Book Social Movements and Politics in a Global Pandemic

Download or read book Social Movements and Politics in a Global Pandemic written by Breno Bringel and published by Policy Press. This book was released on 2022-07-11 with total page 334 pages. Available in PDF, EPUB and Kindle. Book excerpt: EPUB and EPDF available Open Access under CC-BY-NC-ND licence. Bringing together leading authors in the sociology and social movement fields from all continents, this unique book explores both the global echoes of the pandemic and the different local and national responses adopted by different actors.
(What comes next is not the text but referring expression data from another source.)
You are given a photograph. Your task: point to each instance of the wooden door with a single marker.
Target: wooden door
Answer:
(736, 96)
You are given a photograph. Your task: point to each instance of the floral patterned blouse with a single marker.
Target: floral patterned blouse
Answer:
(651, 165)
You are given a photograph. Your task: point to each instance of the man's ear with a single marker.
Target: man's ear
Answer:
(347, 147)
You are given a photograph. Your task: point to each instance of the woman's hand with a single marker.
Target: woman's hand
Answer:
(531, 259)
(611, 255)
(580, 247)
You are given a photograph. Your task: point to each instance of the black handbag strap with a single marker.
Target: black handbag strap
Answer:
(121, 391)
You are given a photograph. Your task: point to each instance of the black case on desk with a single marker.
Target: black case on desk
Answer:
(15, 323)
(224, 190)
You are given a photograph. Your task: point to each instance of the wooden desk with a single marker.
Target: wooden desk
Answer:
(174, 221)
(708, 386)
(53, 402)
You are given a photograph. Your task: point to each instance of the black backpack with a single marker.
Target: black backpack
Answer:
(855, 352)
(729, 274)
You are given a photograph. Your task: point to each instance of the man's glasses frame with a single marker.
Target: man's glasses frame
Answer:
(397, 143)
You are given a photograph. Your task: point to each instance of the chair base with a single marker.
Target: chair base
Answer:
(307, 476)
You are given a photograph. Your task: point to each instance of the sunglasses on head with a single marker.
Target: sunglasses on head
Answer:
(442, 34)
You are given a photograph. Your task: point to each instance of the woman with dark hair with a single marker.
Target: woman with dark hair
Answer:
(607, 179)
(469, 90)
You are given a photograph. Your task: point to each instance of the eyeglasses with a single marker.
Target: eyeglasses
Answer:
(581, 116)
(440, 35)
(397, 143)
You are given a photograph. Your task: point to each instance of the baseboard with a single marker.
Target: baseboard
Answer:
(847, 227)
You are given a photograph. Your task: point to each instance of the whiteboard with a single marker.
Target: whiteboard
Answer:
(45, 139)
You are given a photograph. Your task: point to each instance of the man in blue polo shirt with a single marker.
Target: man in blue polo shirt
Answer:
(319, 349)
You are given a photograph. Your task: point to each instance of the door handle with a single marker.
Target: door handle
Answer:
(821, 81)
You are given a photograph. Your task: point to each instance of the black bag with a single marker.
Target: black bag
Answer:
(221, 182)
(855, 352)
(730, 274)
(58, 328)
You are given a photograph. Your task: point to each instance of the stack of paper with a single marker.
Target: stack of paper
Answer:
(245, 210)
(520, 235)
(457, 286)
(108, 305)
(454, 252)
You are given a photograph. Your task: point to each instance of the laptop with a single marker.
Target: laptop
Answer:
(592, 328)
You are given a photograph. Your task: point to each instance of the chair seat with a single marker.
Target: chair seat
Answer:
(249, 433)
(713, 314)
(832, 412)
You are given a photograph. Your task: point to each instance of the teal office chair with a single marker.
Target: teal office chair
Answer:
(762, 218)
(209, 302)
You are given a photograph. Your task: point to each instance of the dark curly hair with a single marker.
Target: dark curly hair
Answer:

Book The Fight for Climate After COVID 19

Download or read book The Fight for Climate After COVID 19 written by Alice C. Hill and published by Oxford University Press. This book was released on 2021 with total page 273 pages. Available in PDF, EPUB and Kindle. Book excerpt: "The Fight for Climate after COVID-19 draws on the troubled and uneven COVID-19 experience to illustrate the critical need to ramp up resilience rapidly and effectively on a global scale. After years of working alongside public health and resilience experts crafting policy to build both pandemic and climate change preparedness, Alice C. Hill exposes parallels between the underutilized measures that governments should have taken to contain the spread of COVID-19 -- such as early action, cross-border planning, and bolstering emergency preparation -- and the steps leaders can take now to mitigate the impacts of climate change. Through practical analyses of current policy and thoughtful guidance for successful climate adaptation, The Fight for Climate after COVID-19 reveals that, just as our society has transformed itself to meet the challenge of coronavirus, so too will we need to adapt our thinking and our policies to combat the ever-increasing threat of climate change." --

Book The Covid Pandemic and the World  s Religions

Download or read book The Covid Pandemic and the World s Religions written by George D. Chryssides and published by Bloomsbury Publishing. This book was released on 2023-06-15 with total page 265 pages. Available in PDF, EPUB and Kindle. Book excerpt: Believers from a variety of faith communities were asked to assess how the Covid pandemic has affected their faith. The anthology collects their responses to key questions, such as: · How does your faith explain why such events occur? · How has it affected your religious practices? · What changes has it necessitated? · What differences might we expect once the pandemic is over? · What have we learned from it? Two exponents of each major religion and a number of minority faiths comment on these issues, combined with a concluding essay by the editors assessing the overall impact of the pandemic on religion worldwide. Faiths explored include Jewish, Christian, Islamic, Hindu, Buddhist, Shinto, Sikh Baha'i, Jain, African Traditional Religion, Zoroastrian, Unitarian, Jehovah's Witnesses and Christian Science.

Book Covid 19 in Brooklyn

    Book Details:
  • Author : JEROME. DESENA KRASE (JUDITH.)
  • Publisher : Routledge
  • Release : 2023-03-07
  • ISBN : 9781032295541
  • Pages : 0 pages

Download or read book Covid 19 in Brooklyn written by JEROME. DESENA KRASE (JUDITH.) and published by Routledge. This book was released on 2023-03-07 with total page 0 pages. Available in PDF, EPUB and Kindle. Book excerpt: COVID-19 in Brooklyn: Everyday Life during a Pandemic looks closely at the ways that the COVID-19 pandemic impacted the lives of ordinary people living in the super-gentrified Brooklyn neighborhoods of Park Slope and Greenpoint/Williamsburg where the authors hunkered down during the 2020 lockdown.